Maybe that’s true. Maybe what Segel’s film shows us is that Henson and Frank Oz, the puppeteers extraordinaire who through their voices and hands gave so many of these characters their spirit, are irreplaceable. As disappointing as it can be to watch the Muppets lose their identities in adaptations like The Muppet Christmas Carol and Muppet Treasure Island, the catch-22 of letting the Muppets be themselves is to be made increasingly aware that, with Henson and Oz gone, most of the performances can be nothing more than imitative. Credit where it’s due, Steve Whitmire’s Kermit is as strong as it's ever been – he’s mastered the subtle finger movements that make Kermit so thoughtful – but Fozzie and Piggy, to name two, are frequently off key, and Rowlf seems to have lost his personality entirely. When the new troupe nails it, as Whitmire and Eric Jacobson do when Kermit and Fozzie have a quiet conversation in hammocks underneath the stars, it warms the soul. But so much of what works in this picture is an allusion to the Henson era (the lens flares that recall The Muppet Movie) or a direct quotation of it (the cover of the “Rainbow Connection”), and as welcome as it is to see banjos hanging on the wall of Kermit’s office or to spot a photograph of the African-mask puppets from Harry Belafonte’s famous performance on The Muppet Show, these little details can make the film feel less like a reinvention for a new generation than like a fantasy camp for the old one.

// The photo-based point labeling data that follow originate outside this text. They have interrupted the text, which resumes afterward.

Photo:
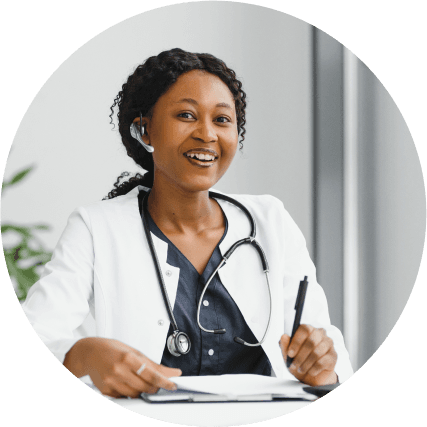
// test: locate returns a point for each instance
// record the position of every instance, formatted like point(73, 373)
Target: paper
point(240, 385)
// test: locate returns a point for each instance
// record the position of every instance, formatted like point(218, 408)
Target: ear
point(145, 122)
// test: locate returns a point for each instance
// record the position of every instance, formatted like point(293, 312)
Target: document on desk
point(241, 385)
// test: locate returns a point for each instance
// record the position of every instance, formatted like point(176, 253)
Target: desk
point(211, 414)
point(206, 414)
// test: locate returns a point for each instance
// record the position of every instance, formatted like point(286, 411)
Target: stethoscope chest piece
point(178, 343)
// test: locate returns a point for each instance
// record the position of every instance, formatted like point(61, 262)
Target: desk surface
point(211, 414)
point(207, 414)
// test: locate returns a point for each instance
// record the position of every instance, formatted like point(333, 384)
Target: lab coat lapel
point(242, 275)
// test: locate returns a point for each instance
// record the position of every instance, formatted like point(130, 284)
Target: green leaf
point(21, 230)
point(18, 177)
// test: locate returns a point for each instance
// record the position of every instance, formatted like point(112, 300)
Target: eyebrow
point(194, 102)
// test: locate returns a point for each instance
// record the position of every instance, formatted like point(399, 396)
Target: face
point(193, 129)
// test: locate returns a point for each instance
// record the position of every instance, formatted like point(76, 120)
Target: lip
point(203, 150)
point(199, 163)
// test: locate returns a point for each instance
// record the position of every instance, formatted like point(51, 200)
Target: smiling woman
point(180, 116)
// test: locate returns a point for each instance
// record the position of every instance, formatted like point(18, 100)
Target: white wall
point(66, 132)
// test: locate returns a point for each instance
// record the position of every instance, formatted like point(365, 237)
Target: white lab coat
point(102, 265)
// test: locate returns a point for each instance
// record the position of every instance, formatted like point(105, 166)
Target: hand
point(314, 356)
point(113, 368)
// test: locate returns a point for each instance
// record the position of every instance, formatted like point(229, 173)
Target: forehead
point(201, 86)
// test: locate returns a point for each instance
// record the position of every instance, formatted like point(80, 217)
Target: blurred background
point(323, 135)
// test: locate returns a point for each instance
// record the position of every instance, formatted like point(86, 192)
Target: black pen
point(299, 304)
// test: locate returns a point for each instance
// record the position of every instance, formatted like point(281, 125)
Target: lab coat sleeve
point(60, 301)
point(315, 312)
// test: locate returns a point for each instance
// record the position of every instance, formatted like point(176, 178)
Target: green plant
point(27, 253)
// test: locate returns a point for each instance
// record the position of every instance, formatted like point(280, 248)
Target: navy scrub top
point(210, 354)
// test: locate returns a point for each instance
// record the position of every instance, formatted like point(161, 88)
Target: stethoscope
point(179, 342)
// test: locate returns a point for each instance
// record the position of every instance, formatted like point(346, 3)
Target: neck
point(178, 210)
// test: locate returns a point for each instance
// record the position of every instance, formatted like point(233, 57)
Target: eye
point(186, 115)
point(223, 119)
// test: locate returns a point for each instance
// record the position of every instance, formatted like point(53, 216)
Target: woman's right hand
point(113, 368)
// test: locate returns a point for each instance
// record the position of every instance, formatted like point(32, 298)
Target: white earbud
point(137, 134)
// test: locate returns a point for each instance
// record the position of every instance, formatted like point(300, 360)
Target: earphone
point(137, 134)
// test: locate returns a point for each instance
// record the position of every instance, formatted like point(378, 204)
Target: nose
point(205, 131)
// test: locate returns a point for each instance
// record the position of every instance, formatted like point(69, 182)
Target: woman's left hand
point(314, 356)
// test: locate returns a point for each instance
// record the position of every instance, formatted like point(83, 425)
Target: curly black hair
point(144, 87)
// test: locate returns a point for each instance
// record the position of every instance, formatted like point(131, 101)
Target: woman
point(180, 116)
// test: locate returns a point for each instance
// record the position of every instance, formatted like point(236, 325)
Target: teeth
point(201, 156)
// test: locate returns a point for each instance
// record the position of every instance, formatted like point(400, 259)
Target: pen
point(299, 304)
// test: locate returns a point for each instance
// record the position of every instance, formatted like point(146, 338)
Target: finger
point(147, 370)
point(114, 386)
point(124, 389)
point(166, 371)
point(298, 339)
point(325, 363)
point(306, 349)
point(153, 377)
point(284, 344)
point(318, 352)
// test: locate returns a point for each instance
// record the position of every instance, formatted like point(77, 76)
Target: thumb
point(169, 372)
point(284, 344)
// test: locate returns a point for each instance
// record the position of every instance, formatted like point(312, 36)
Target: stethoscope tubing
point(249, 240)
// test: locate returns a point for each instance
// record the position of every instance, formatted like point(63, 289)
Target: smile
point(203, 158)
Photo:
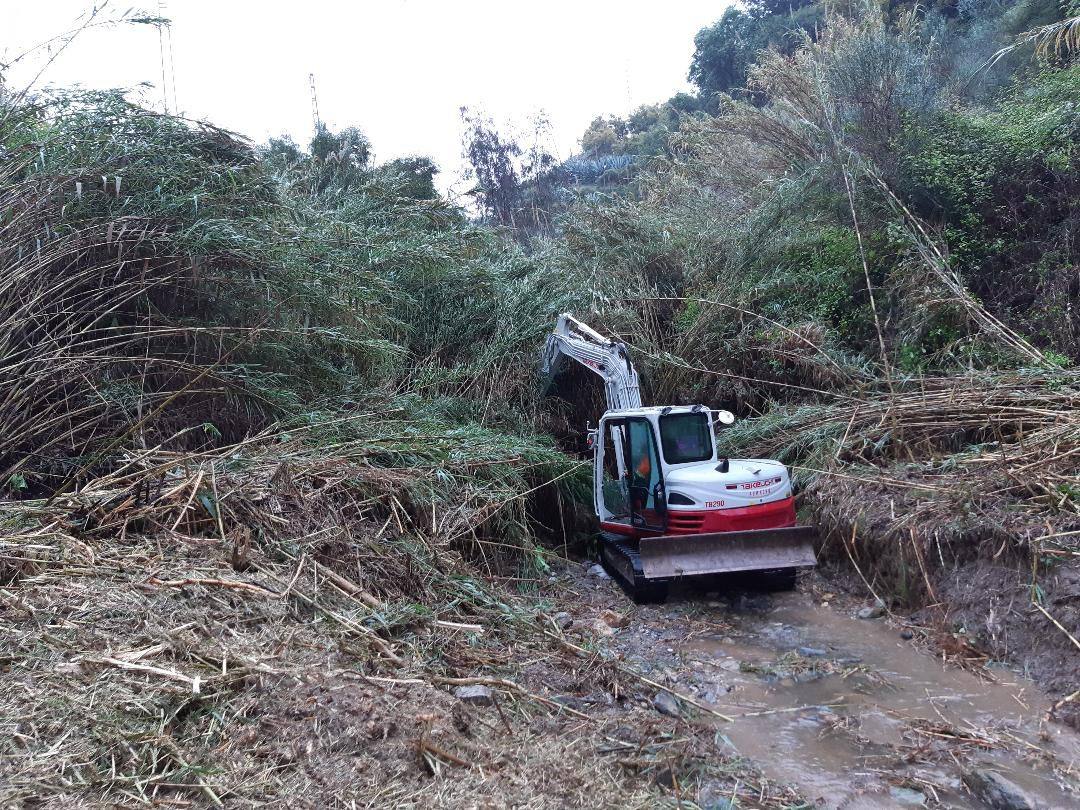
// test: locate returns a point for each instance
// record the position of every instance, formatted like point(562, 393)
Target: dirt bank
point(852, 713)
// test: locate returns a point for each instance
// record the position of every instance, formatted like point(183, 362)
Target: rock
point(571, 701)
point(613, 620)
point(477, 694)
point(563, 620)
point(665, 778)
point(603, 629)
point(665, 703)
point(998, 792)
point(872, 611)
point(907, 797)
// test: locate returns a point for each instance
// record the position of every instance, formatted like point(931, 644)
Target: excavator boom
point(667, 505)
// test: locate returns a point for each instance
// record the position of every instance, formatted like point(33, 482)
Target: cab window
point(686, 437)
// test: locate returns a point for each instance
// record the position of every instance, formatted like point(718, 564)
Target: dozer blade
point(723, 552)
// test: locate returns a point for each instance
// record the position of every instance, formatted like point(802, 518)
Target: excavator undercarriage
point(670, 504)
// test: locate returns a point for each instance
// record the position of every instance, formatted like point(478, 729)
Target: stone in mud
point(613, 620)
point(477, 694)
point(872, 611)
point(665, 703)
point(998, 792)
point(665, 778)
point(907, 797)
point(571, 701)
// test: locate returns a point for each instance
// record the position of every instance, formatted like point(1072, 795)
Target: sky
point(399, 69)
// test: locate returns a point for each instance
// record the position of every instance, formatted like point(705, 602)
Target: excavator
point(669, 505)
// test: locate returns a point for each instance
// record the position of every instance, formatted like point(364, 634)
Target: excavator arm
point(608, 359)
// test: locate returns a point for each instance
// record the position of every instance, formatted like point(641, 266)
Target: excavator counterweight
point(670, 507)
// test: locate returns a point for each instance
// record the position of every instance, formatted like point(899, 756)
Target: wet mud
point(847, 710)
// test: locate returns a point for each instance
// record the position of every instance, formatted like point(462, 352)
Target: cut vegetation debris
point(277, 476)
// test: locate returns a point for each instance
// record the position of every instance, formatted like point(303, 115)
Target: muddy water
point(858, 717)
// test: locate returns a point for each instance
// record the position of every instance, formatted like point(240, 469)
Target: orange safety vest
point(645, 467)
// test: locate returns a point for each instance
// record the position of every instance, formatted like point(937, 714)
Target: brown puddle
point(874, 723)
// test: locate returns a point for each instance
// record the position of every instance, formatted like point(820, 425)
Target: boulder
point(477, 694)
point(998, 792)
point(665, 703)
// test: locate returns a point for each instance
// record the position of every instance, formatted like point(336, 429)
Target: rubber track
point(621, 561)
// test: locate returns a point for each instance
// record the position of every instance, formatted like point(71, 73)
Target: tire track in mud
point(846, 710)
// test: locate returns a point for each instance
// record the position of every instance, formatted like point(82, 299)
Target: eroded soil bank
point(852, 713)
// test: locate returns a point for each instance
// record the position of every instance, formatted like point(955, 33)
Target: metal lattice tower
point(315, 121)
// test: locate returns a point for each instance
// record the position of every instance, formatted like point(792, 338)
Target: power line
point(315, 121)
point(167, 65)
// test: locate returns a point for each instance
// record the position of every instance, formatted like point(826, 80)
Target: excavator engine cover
point(725, 552)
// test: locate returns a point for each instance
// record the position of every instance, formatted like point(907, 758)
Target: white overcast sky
point(399, 69)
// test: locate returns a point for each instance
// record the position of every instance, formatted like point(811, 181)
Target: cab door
point(644, 474)
point(609, 471)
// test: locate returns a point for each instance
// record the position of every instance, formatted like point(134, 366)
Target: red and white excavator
point(669, 505)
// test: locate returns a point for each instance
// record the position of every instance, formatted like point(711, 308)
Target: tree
point(493, 160)
point(725, 51)
point(339, 161)
point(418, 175)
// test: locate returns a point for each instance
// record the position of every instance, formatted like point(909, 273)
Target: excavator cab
point(669, 504)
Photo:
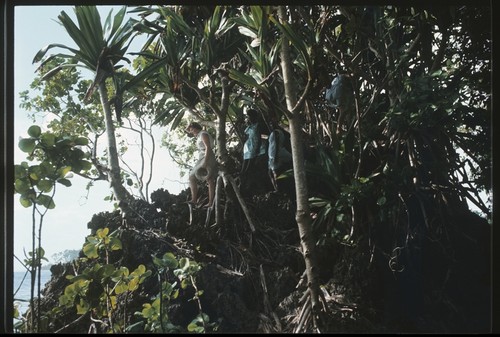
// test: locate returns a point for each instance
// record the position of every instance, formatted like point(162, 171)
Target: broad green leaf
point(34, 131)
point(27, 145)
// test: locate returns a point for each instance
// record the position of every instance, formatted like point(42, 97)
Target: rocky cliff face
point(251, 279)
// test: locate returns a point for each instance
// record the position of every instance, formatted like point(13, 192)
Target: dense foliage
point(392, 159)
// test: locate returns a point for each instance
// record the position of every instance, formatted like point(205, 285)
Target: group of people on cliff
point(266, 148)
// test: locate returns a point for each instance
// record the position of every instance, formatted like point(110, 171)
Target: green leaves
point(56, 158)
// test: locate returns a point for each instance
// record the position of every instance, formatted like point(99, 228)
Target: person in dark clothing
point(254, 153)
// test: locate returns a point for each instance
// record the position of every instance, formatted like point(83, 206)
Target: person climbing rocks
point(254, 164)
point(205, 168)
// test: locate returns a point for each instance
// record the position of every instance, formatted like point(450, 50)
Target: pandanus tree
point(100, 49)
point(192, 49)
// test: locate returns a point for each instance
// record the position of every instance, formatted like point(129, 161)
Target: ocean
point(22, 288)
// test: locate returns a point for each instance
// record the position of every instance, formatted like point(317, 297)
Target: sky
point(65, 226)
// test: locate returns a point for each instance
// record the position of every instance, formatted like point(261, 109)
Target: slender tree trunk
point(303, 214)
point(114, 176)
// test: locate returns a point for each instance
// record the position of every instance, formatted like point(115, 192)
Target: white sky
point(65, 226)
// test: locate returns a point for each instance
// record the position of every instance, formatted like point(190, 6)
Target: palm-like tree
point(100, 49)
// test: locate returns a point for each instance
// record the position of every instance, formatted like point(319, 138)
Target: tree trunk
point(114, 176)
point(303, 215)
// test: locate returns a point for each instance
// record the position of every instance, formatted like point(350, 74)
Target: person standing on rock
point(205, 168)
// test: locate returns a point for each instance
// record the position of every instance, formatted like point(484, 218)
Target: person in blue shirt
point(254, 153)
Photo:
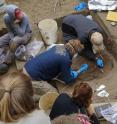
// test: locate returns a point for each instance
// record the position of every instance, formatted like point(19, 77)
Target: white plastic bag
point(102, 4)
point(34, 48)
point(110, 114)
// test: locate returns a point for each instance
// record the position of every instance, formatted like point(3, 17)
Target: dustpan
point(47, 100)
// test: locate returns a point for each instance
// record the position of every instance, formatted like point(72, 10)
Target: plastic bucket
point(48, 29)
point(47, 100)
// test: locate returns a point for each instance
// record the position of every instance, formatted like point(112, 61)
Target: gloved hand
point(100, 63)
point(83, 68)
point(74, 74)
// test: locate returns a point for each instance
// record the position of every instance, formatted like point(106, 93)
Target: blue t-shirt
point(51, 63)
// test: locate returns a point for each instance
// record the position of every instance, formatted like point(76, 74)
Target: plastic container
point(47, 100)
point(48, 29)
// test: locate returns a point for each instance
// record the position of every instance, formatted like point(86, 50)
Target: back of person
point(48, 64)
point(81, 27)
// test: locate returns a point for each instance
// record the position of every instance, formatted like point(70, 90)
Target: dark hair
point(82, 94)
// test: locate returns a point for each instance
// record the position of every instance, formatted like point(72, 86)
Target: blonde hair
point(15, 96)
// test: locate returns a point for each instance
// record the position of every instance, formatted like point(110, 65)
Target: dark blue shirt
point(51, 63)
point(64, 105)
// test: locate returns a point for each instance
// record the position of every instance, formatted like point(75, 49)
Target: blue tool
point(81, 6)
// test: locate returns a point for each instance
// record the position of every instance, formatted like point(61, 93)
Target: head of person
point(14, 12)
point(97, 42)
point(71, 119)
point(19, 14)
point(74, 46)
point(82, 94)
point(16, 96)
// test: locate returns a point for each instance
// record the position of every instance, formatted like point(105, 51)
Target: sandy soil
point(41, 9)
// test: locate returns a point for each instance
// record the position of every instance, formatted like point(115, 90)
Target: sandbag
point(25, 53)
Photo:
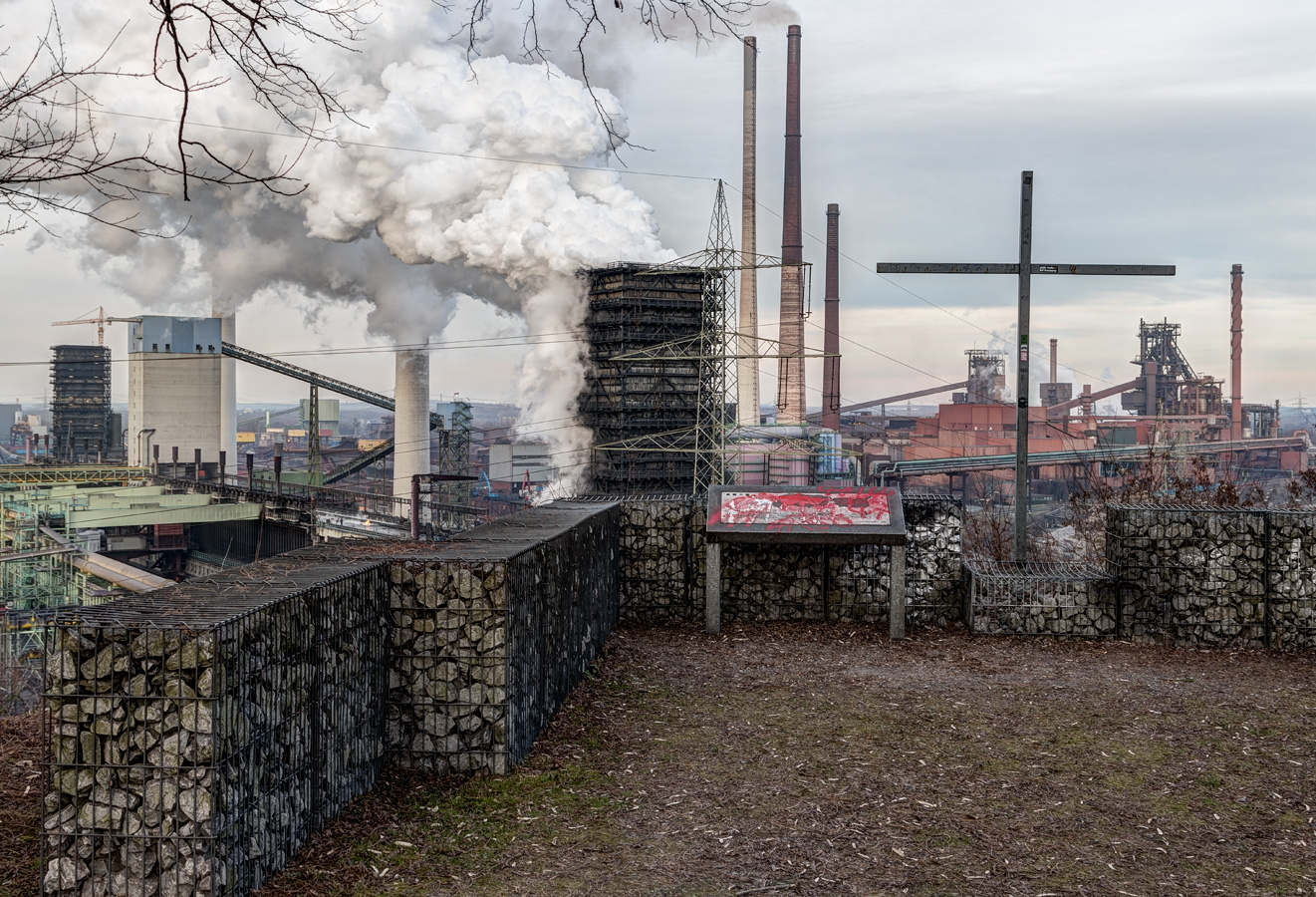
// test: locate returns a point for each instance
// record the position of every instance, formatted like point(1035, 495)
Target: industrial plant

Segel’s stroke of brilliance with The Muppets, beyond reviving the running gags and meta references that are key to the brand, is to backload the picture with the sort of colorful, chaotic and heartfelt performances that typified The Muppet Show, ensuring that the movie ends on a high note. I’m not sure what the shelf life is for the cover of Cee Lo Green’s “Fuck You” by about a dozen chickens, but I do know it’s precisely the kind of mischief Henson would be up to if helming The Muppet Show today and that it inspired much of the packed crowd at my screening to break into gleeful rhythmic clapping. Trouble is, so many of these thrills send us backward, not forward, like the goose bump-inducing recreation of The Muppet Show’s opening number, confining the Muppets to retro appeal. In the movie’s greatest shot, one that perfectly blends the familiar and the new, Kermit sits alone backstage, his hand on a small handle that he’ll use to throw open the oval hatch through which he’ll announce the start of the show, looking angst-ridden and full of questions. Will their material hold up? Will anyone come to watch? Will the crowd still love them? Segel’s film makes it clear that the answer to those questions is yes, but we’ve yet to see if someone can return the Muppets to their roots while moving beyond nostalgia. Segel’s film offers hope and also confirms fears.

Maybe the time has come for Kermit and the gang to cede the spotlight, not to eliminate the brand but to preserve it. Maybe the Henson-era characters need to be retired, replaced by Walters, Bobos and Pepes. It’s a tough task, immortality. Then again, part of loving the Muppets is believing in the dream.